Per the Twitch site, these are games that have Click-to-Twitch capabilities built-in as of mid-2014:
- "Age of Empires 2"
- "Call of Duty: Black Ops 2"
- "Company of Heroes 2"
- "Cubemen 2"
- "Drunken Robot Pornography"
- "Duel of Champions"
- "Gun Monkeys"
- "Infinite Crisis"
- "Path of Exile"
- "Planetside 2"
- "The Showdown Effect"
- "War Thunder"
"The Showdown Effect," a PC game by Paradox Interactive, was reportedly the first game with built-in Twitch support [source: Stark].
Twitch also offers an API to help web developers integrate Twitch content and functionality into their sites and web applications. Available features developers can tap into include "Twitch Connect" to let users log in with their Twitch account, information on what's live streaming at any given moment, information on top videos, information on what channels users subscribe to or follow, and Twitch search capabilities.
Game developers can use these tools to integrate Twitch broadcasting, viewing and chat into their games. They can include things like a list of all the available live streams of the game. And they can collect clips and data from Twitch to share with their communities.
People are coming up with inventive new ways to game using Twitch. An anonymous programmer in Australia set up the experimental TwitchPlaysPokemon channel in February 2014. It allowed a multitude of viewers to control and step through the Nintendo Gameboy game "Pokemon Red" by entering commands via chat.
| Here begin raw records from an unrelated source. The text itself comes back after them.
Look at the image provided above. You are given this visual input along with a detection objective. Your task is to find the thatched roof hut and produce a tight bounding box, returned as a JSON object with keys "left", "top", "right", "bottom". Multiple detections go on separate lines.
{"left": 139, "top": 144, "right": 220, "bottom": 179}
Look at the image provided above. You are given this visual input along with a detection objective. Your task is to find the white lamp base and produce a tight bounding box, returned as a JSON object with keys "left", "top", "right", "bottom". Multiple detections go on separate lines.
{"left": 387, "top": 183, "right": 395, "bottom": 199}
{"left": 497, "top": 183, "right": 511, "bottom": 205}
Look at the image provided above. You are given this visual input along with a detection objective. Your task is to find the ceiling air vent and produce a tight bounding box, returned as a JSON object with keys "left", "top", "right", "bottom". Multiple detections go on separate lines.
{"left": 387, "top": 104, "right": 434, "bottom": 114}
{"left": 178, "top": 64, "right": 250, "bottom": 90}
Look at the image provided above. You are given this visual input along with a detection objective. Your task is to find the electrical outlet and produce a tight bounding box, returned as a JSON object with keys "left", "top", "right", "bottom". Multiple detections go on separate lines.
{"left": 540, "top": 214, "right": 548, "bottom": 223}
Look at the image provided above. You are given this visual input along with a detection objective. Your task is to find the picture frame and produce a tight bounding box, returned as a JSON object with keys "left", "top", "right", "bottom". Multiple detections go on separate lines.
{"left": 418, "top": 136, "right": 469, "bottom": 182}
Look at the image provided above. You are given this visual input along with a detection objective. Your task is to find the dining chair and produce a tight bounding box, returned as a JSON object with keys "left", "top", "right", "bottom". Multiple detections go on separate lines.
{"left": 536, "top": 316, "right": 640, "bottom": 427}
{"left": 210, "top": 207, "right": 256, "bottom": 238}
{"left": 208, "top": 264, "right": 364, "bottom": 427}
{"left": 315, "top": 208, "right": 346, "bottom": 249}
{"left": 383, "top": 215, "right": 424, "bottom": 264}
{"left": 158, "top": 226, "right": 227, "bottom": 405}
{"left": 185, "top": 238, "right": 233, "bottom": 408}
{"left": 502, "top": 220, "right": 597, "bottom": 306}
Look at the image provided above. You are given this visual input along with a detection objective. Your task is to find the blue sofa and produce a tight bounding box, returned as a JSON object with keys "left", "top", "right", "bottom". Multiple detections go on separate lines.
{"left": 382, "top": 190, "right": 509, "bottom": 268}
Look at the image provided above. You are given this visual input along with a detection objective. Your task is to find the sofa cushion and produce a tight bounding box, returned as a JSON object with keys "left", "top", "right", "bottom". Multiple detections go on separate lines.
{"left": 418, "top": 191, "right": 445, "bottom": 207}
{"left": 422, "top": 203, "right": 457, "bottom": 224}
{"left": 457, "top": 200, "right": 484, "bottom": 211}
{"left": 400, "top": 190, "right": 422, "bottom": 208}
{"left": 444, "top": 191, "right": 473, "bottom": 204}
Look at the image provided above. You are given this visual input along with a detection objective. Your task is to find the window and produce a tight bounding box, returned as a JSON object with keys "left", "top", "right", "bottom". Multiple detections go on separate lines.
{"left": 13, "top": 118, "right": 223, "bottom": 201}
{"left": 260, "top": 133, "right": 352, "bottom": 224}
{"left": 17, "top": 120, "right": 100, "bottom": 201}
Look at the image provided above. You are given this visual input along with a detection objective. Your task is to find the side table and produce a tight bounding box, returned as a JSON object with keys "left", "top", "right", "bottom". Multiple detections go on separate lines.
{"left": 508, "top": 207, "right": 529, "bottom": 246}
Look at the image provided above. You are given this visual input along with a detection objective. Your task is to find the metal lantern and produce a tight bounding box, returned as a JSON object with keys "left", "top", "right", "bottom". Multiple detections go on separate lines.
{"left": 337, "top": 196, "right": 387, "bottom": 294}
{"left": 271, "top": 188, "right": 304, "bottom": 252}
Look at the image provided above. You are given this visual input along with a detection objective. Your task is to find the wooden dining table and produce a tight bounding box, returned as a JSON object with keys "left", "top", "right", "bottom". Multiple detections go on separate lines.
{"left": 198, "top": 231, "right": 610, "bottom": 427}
The channel is still going, running other Pokemon and Nintendo games. Users can enter the names of buttons (up, down, left, right, A or B), coordinates for touchscreen inputs and some other game-specific commands. It had as many as 120,000 simultaneous players at one point, and as of this writing has more than 276,000 followers and more than 62 million total views [sources: Magdaleno, Twitch Interactive].
Game development company Zombie Studios has even built that sort of Twitch chat interactivity right into its PC and PlayStation 4 game "Daylight," which allows viewers to affect the player's game via chat.